Rick Passero, Chief Information Security Officer, Anatomy IT
Along with generating convincing content for phishing emails, AI is also able to generate code for malware that could hold a hospital’s network hostage. The malware created so far has not been very sophisticated, but that could change over time. It’s important to remember though that while AI is enabling threat actors to scale out their operations in this way, it likewise helps us as defenders scale our ability to capture and analyze data so we can identify suspicious activity earlier and with greater precision.
Organizations need to adopt a privacy-first, security-first perspective to ensure that the way they want to use AI aligns with their business strategies. It starts with a high-level policy within the organization that puts in writing what is the acceptable use of all forms of AI. Companies need to determine what the rules of the road are for employees who may want to use AI-based services such as ChatGPT, workers who may acquire technology with embedded AI, and even software developers who may want to use AI to generate code.
Cybersecurity is as much about speed as it is about numbers, and we are long past the point of expecting human beings to be able to keep pace with the volume and velocity of attacks. According to Accenture, the average enterprise is attacked 270 times each year, and even the most prepared organizations suffer a breach 17% of the time, while the least prepared are breached 54%. AI technologies make it even easier for attackers to operate faster and at a larger scale.

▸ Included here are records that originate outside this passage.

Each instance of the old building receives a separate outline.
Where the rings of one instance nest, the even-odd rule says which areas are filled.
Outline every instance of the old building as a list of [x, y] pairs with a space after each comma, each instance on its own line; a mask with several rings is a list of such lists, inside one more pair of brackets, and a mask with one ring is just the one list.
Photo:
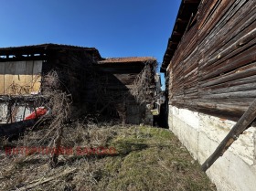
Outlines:
[[[169, 128], [199, 163], [256, 98], [255, 6], [254, 0], [182, 0], [161, 71]], [[255, 190], [255, 137], [250, 127], [208, 170], [219, 190]]]
[[[154, 101], [154, 58], [102, 58], [94, 48], [43, 44], [0, 48], [0, 122], [23, 121], [44, 106], [53, 72], [72, 97], [74, 112], [121, 118], [126, 123], [153, 123], [145, 105]], [[143, 75], [147, 75], [143, 77]], [[143, 77], [143, 78], [141, 78]], [[136, 82], [144, 82], [138, 100]], [[49, 109], [50, 110], [50, 109]]]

So, let’s use it too, to automate our defenses as much as possible. There is a clear need to embrace automation as a key element of your defenses. Without automated security tools, it will simply be impossible for organizations to even have a chance of keeping up.
Automation tools can help security teams in both being better prepared to fight and respond to attacks. After all, time to response is one of the biggest determinants of how successful you’ll be in defending your organization. Really though, almost everything in cyber-defense is about time (speed), and that’s where AI and automation should be your best friend. Manual investigation of what is susceptible to a newly-found vulnerability or zero-day attack takes too long. Intelligent automated security tools can help teams quickly identify vulnerable areas and apply security policies — such as segmentation — to mitigate the impact an attack has on the organization as a whole, and to move quicker to mitigate an issue when one happens.
‘Good’ AI with automation can be the difference-maker in the fight against modern AI-powered attacks.
The healthcare industry was hit hard this past year, with breaches constantly making headlines across the United States. In fact, our research team assesses that ransomware and digital extortion attacks targeting the healthcare sector are likely on an upward trajectory – with attacks in Q2 2023 at their highest since 2021. The value of patient data continues to drive attacks on the healthcare sector, and recent advancements in AI have enabled faster deployments for threat actors keen on expediting their attacks. With the rise of generative AI tools like ChatGPT, even less sophisticated cybercriminals are able to mimic voices, create deepfake videos, write more sophisticated phishing emails, and disseminate malware with greater ease. All of this puts the healthcare industry at a higher risk of harm from successful attacks. This rising risk requires an equal rise in the use of intelligence – and ongoing cybersecurity awareness and training – to identify and disrupt AI-enabled attacks before they cause harm to patients and information systems, or result in more data breaches.